Le monastère de Tibhirine.

REPORTAGE. Il est des lieux que l’on porte en soi longtemps avant de les fouler du pied. Tibhirine était de ceux-là. Depuis que j’ai vu Des hommes et des dieux, ce film bouleversant retraçant la vie et le destin tragique des moines trappistes, l’envie d’aller sur leurs traces ne m’a jamais quitté. Ce souhait, trop longtemps différé, s’est enfin réalisé le 11 février 2025, lorsque j’ai entrepris cette visite.

Dès mon arrivée, un silence profond m’enveloppe. Non pas un silence vide, mais un silence habité, chargé d’histoire, de prières murmurées, de vies brisées et de souvenirs encore vivants.

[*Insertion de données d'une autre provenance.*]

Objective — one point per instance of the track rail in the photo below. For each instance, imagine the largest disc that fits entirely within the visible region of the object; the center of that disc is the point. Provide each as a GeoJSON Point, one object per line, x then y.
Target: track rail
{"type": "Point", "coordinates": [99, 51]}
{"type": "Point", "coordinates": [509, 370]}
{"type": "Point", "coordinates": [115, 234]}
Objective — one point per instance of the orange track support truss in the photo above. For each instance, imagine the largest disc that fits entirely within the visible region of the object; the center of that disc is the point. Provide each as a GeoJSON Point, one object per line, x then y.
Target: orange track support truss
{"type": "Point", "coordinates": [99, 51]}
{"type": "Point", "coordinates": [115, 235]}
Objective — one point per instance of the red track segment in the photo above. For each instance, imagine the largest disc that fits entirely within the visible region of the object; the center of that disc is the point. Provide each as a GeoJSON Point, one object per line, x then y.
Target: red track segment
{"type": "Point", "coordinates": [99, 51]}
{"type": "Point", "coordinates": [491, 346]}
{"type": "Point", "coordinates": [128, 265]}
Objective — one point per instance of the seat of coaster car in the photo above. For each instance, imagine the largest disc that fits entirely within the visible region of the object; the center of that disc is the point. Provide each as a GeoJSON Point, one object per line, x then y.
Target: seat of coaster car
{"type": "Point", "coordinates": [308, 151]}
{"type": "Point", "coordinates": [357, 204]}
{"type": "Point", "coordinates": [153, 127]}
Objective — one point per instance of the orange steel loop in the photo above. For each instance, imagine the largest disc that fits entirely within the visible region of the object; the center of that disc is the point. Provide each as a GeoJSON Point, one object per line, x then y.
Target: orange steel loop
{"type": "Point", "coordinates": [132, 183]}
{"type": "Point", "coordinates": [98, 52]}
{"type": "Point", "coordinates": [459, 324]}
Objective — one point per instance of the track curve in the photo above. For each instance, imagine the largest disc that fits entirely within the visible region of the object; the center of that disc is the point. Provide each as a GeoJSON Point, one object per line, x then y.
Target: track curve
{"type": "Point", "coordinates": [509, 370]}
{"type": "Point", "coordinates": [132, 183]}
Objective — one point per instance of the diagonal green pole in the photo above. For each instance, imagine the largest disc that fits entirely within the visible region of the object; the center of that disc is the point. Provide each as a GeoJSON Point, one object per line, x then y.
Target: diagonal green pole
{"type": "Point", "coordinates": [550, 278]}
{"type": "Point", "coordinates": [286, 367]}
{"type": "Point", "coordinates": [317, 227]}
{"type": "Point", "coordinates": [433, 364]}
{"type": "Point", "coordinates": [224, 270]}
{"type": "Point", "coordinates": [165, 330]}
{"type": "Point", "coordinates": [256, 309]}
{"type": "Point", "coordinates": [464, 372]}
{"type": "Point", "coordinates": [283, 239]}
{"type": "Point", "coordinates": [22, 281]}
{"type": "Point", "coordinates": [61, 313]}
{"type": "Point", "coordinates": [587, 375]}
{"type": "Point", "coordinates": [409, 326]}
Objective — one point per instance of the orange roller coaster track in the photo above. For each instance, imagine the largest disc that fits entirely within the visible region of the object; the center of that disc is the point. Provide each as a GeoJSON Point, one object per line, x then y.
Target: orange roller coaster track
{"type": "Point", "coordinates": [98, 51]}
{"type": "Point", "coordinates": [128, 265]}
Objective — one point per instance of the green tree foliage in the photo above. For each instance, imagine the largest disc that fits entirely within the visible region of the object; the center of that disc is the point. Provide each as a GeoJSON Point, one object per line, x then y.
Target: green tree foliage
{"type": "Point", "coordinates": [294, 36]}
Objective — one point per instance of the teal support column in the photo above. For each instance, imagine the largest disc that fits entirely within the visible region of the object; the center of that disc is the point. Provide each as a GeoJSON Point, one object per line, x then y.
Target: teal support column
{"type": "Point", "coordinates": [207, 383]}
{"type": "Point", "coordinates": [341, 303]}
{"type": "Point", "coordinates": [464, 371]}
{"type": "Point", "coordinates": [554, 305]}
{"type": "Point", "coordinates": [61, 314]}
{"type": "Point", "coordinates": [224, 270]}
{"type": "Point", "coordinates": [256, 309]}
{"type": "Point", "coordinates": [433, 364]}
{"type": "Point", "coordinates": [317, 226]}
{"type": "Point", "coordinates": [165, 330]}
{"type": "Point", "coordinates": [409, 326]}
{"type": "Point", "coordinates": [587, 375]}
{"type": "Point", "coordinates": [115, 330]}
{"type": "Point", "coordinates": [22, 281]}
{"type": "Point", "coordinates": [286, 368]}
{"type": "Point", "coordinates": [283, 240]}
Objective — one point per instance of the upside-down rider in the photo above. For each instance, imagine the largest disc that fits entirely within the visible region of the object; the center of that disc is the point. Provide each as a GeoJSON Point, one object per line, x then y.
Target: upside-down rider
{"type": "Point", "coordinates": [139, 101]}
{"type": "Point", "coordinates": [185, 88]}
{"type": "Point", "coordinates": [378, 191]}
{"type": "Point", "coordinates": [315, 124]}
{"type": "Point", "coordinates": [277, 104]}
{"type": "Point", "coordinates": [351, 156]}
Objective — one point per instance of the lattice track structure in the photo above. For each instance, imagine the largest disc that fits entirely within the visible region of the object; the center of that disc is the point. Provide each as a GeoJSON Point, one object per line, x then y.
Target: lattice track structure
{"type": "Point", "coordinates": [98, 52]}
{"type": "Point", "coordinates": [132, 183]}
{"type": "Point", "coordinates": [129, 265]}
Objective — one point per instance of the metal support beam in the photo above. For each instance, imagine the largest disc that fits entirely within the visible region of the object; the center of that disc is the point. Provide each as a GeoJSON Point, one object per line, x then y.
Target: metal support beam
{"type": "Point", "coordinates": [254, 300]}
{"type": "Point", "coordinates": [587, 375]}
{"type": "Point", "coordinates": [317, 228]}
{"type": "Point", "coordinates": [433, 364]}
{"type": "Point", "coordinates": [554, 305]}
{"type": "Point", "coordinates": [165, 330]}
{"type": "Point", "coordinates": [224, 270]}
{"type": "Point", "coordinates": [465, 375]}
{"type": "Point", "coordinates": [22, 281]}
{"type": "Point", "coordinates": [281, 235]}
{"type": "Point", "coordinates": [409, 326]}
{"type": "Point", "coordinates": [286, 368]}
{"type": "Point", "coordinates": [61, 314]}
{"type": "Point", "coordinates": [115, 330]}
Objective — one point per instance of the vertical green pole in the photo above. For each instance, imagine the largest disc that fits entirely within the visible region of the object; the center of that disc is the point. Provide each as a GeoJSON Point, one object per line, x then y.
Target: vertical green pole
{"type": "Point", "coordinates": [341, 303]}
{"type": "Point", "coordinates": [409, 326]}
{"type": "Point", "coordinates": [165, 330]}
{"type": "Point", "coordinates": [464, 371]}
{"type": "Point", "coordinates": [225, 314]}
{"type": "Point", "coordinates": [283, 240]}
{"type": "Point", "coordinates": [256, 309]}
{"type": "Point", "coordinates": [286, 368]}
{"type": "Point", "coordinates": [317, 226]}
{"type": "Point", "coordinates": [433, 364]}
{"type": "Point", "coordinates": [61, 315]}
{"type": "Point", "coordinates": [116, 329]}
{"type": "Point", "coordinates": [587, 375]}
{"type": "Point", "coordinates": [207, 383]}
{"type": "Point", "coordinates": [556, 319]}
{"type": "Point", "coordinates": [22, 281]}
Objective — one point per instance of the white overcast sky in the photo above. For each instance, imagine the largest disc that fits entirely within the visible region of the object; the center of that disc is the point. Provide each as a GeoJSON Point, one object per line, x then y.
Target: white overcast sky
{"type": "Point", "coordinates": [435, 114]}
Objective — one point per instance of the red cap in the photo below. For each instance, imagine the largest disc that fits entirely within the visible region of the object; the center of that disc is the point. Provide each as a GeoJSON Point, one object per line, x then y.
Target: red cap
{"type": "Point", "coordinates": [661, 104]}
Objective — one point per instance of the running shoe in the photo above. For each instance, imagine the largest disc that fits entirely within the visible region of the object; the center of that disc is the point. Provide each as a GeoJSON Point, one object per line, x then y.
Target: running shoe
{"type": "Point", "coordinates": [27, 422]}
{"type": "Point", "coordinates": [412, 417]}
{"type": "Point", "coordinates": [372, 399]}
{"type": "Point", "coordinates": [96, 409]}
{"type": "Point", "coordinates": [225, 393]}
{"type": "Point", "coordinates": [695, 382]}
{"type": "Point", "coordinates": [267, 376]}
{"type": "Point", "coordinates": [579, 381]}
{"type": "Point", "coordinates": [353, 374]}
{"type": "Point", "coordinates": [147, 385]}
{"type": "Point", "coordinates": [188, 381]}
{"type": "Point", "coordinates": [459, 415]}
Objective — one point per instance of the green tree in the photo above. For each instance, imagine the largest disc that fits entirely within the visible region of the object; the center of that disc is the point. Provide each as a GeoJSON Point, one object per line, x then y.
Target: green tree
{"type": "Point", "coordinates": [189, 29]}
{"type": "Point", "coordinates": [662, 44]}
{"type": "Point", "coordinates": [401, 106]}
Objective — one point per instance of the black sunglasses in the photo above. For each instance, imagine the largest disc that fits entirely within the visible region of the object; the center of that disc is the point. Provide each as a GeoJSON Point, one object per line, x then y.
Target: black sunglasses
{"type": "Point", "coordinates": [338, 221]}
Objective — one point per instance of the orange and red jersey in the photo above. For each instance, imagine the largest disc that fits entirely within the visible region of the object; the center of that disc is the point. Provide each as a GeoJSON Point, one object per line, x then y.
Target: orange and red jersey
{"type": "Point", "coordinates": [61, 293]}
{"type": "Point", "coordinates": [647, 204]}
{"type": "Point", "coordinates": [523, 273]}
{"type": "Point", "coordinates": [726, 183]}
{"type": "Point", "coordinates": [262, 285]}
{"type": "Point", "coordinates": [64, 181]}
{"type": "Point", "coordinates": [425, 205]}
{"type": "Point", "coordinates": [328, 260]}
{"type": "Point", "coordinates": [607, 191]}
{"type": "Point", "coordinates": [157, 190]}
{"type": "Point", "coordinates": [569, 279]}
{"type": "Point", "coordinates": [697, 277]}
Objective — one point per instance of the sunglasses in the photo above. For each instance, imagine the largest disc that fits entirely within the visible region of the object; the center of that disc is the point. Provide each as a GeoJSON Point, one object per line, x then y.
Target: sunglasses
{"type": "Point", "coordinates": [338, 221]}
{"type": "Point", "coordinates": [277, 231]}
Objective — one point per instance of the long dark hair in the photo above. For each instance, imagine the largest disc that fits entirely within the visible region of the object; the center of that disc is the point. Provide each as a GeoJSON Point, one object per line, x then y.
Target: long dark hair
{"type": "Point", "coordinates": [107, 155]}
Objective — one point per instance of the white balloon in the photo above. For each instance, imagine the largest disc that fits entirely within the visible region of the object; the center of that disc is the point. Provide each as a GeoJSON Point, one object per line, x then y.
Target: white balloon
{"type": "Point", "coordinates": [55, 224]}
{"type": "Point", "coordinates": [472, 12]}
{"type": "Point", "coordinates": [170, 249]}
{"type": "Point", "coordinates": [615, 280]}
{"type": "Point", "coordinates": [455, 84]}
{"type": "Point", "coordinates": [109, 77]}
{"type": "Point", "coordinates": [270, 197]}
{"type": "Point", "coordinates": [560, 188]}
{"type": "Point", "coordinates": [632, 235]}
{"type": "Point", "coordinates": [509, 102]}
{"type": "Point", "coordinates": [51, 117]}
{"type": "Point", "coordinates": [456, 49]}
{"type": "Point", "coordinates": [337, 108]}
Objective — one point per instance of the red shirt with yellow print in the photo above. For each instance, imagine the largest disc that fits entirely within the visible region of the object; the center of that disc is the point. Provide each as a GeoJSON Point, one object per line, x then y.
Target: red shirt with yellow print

Un monastère marqué par la lumière et l’ombre

Perché dans les montagnes de Médéa, à 100 km d’Alger, le monastère Notre-Dame de l’Atlas fut fondé en 1938. Pendant des décennies, il fut un havre de paix où les moines trappistes vivaient en harmonie avec la nature et les habitants du village voisin. Dom Christian de Chergé et ses frères avaient fait le choix de rester malgré la tourmente des années 1990, animés par leur foi et leur engagement envers cette terre qu’ils considéraient comme la leur.

Mais en 1996, l’Histoire les rattrape. Dans la nuit du 26 au 27 mars, un groupe armé pénètre dans le monastère et enlève sept moines. Pendant deux mois, l’attente est insoutenable, puis vient la nouvelle brutale : seules leurs têtes seront retrouvées, abandonnées en bord de route. Leurs corps, eux, n’ont jamais été retrouvés 

Une tragédie issue d’un malentendu

Ce que l’on sait moins, c’est que la communauté ne comptait pas sept mais neuf moines. Les ravisseurs, croyant qu’ils étaient sept, n’ont enlevé que ce nombre, ignorant l’existence de deux autres frères qui se trouvaient dans leurs cellules. Frère Jean-Pierre et frère Amédée, par un concours de circonstances tragique et absurde, échappèrent ainsi à la mort.

Cette erreur rend la tragédie encore plus troublante. Les bourreaux eux-mêmes ne savaient pas exactement qui ils venaient chercher. Comme si cette nuit funeste avait été marquée par une série d’aveuglements et de malentendus, qui aboutirent à l’un des drames les plus marquants de l’histoire contemporaine de l’Algérie.

Les sept moines assassinés sont :

Christian de Chergé, 59 ans, prieur du monastère.

Luc Dochier, 82 ans, médecin au service des habitants.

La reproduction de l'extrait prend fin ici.